The Camera Speaks
PHOTOGRAPHY AND LITERATURE.
By François Brunet. Reaktion. 173 pp. $29.95
Reviewed by Andrew Starner
Walker Evans’s image of Allie Mae Burroughs, a sharecropper’s wife whose tautly drawn lips attest to the torments of the Great Depression, is perhaps more famous than the 1941 book in which it appears. A collaboration between Evans and writer James Agee, Let Us Now Praise Famous Men documented the lives of Alabama sharecroppers at a critical national moment. But Evans’s photographs are not simply textual illustrations; indeed, Agee later admitted that he felt he was providing a book-length commentary on Evans’s photographs. As a powerful work of art, Let Us Now Praise Famous Men transcends its subjects and their story to become something more than a strict documentary.
The photograph of Allie Mae Burroughs is one of the more than 90 beautiful images that appear in Photography and Literature, a theoretical study by François Brunet, a professor of American art and literature at Paris Diderot University. From the moment of photography’s inception in the 1830s, Brunet argues, the medium’s scientific, technological capabilities were in tension with its experiential, artistic potential. As Brunet skillfully negotiates more than 150 years of photographic history, he offers a coherent argument for the emergence of photography as a kind of writing, with possibilities for narrative and fiction that exceed its promise to capture the world as it is.
As a subject, the relationship of photography and fiction is hardly new. As early as 1840, Frenchman Hippolyte Bayard experimented with artifice in his SelfPortrait as a Drowned Man. (Bayard was cheated of recognition by the inventor of the daguerreotype, Louis-Jacques-Mandé Daguerre, who publicly announced his method of photographic reproduction after Bayard was persuaded to hold off on unveiling a rival process.) Bayard posed as if dead, and wrote in an inscription on the back of the photograph: “The Government, which has been only too generous to Monsieur Daguerre, has said it can do nothing for Monsieur Bayard, and the poor wretch has drowned himself.”
While the 19th-century realist novel, like the photograph, is a product of that period’s investment in capturing life as it appears, writers and artists have increasingly used photography to blur the line between fiction and reality.
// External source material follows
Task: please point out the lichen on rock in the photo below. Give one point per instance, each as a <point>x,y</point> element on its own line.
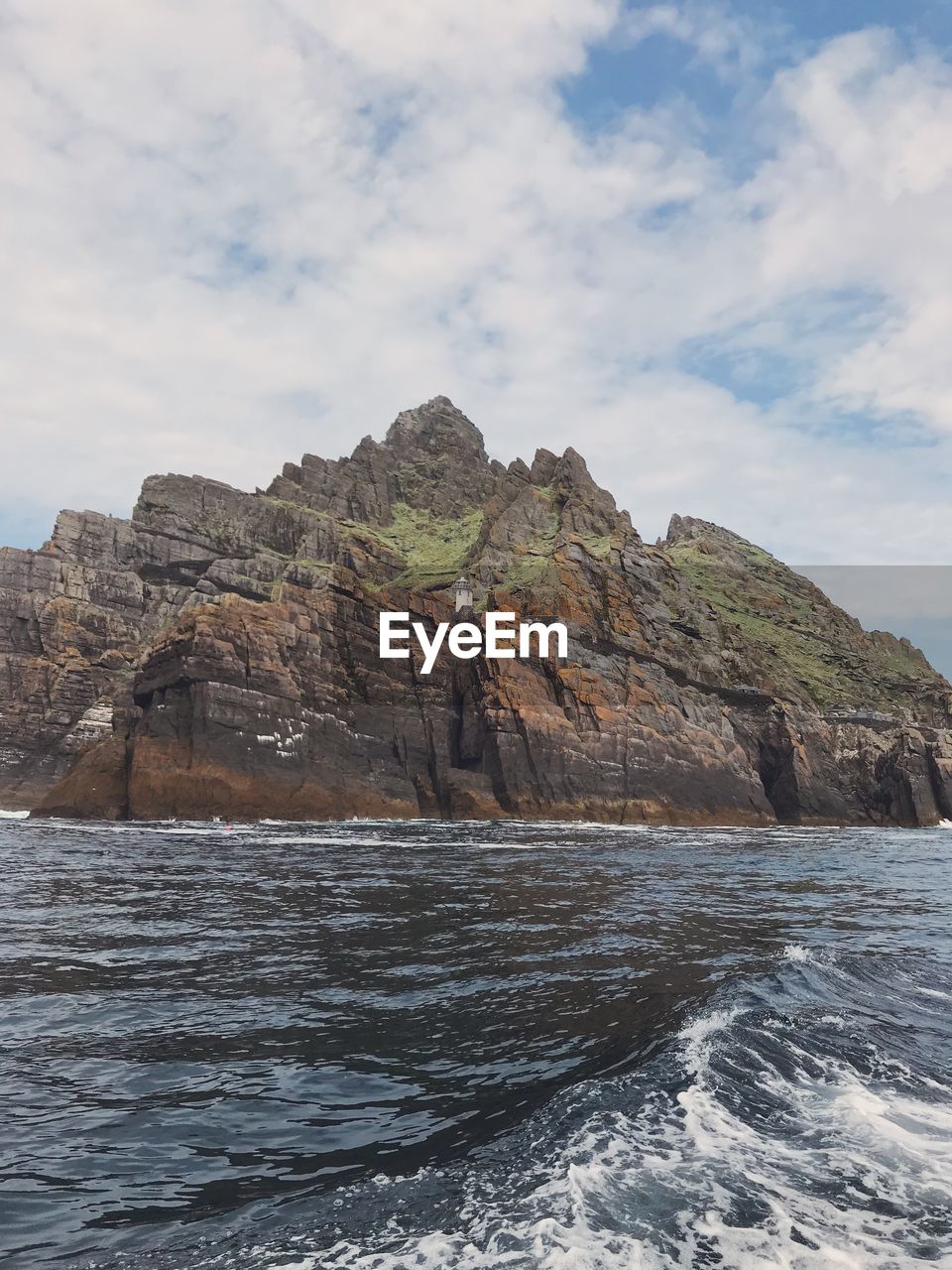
<point>217,654</point>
In Brunet’s account, artists such as Cindy Sherman use photography not for its documentary fidelity but for its malleability. Her Untitled Film Stills (1977–80) is a series of self-portraits in which she depicts herself as an anonymous movie star, a seeming contradiction in terms that suggests the instability of identity. Novelists including the late W. G. Sebald have used photographs to interrupt and complicate their texts, creating a hybrid form. In Austerlitz (2001), which is punctuated by melancholic photographs, Sebald attempts to reconstruct a personal past and a larger history of the Holocaust with a blend of fiction and autobiography.
Reproduced on the cover of Brunet’s book is a 1978 photo by Bernard Faucon titled The Banquet. It’s a meticulously crafted scene of a catastrophic fire staged with life-size and lifelike mannequins of children, which appear in postures of terror or delight at the flames that threaten to engulf an elaborately set table, though their faces are inscrutable. The photograph has a startling eloquence, and tells a truth that belies its constructedness. This ghastly photo-fiction might be the only way to speak to the unspeakable events of the most photographed century.